India's IIFL Finance plans to raise 100 billion rupees($1.20 billion) via debt in the next six months and diversify both its borrowing sources and business, a top official said on Tuesday, as the non-bank lender looks to recover from a recent ban.
In March, India's central bank had ordered IIFL Finance to stop sanctioning and disbursing gold loans, citing "material supervisory concerns". The ban was lifted last week.
"As business picks up again, we will have to reassess our requirement for funds," Nirmal Jain, founder and managing director, told Reuters in an interview. "We do not need equity capital for now; we may need debt."
Besides rupee-denominated debt, IIFL Finance will also explore the dollar-bond route and go for a public issue of bonds "at some point" later this financial year, Jain said.
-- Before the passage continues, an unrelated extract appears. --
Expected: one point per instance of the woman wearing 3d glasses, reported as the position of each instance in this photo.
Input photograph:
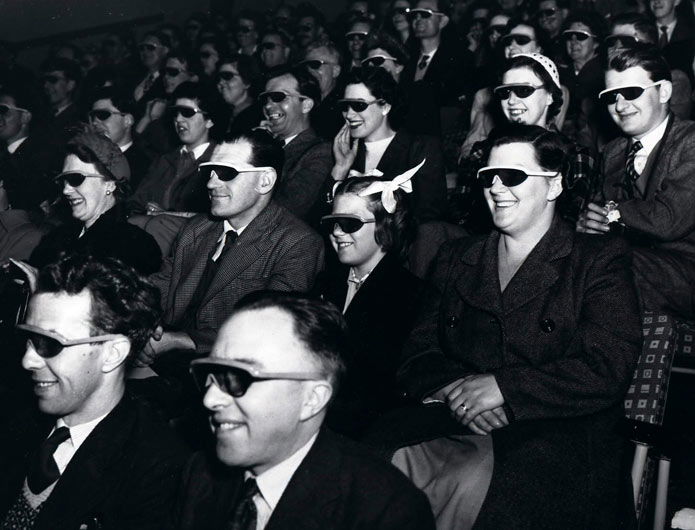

As of June-end, more than 50% of IIFL Finance's borrowings came from banks, while about 24% were from non-convertible debentures, data showed.
The company is aiming to reduce bank borrowing to under 50%, thereby diversifying its borrowing mix, Jain said.
"50-60% of our incremental borrowing mix may come from external commercial borrowings, dollar bonds, local bonds and other non-bank sources."
The company is looking to recruit 3,000 to 4,000 people in the next three months, specifically for the gold loan business, Jain said.
But stung by its financial loss for the April-June quarter after the central bank's ban, the company is also looking to diversify its loan products to minimise risks.
Jain said for its next leg of growth, IIFL Finance will also focus on loans against property, loans to medium and small enterprises and secured and unsecured business loans.
The company will also evaluate a proposal to list its mortgage and microfinance arms, Jain said.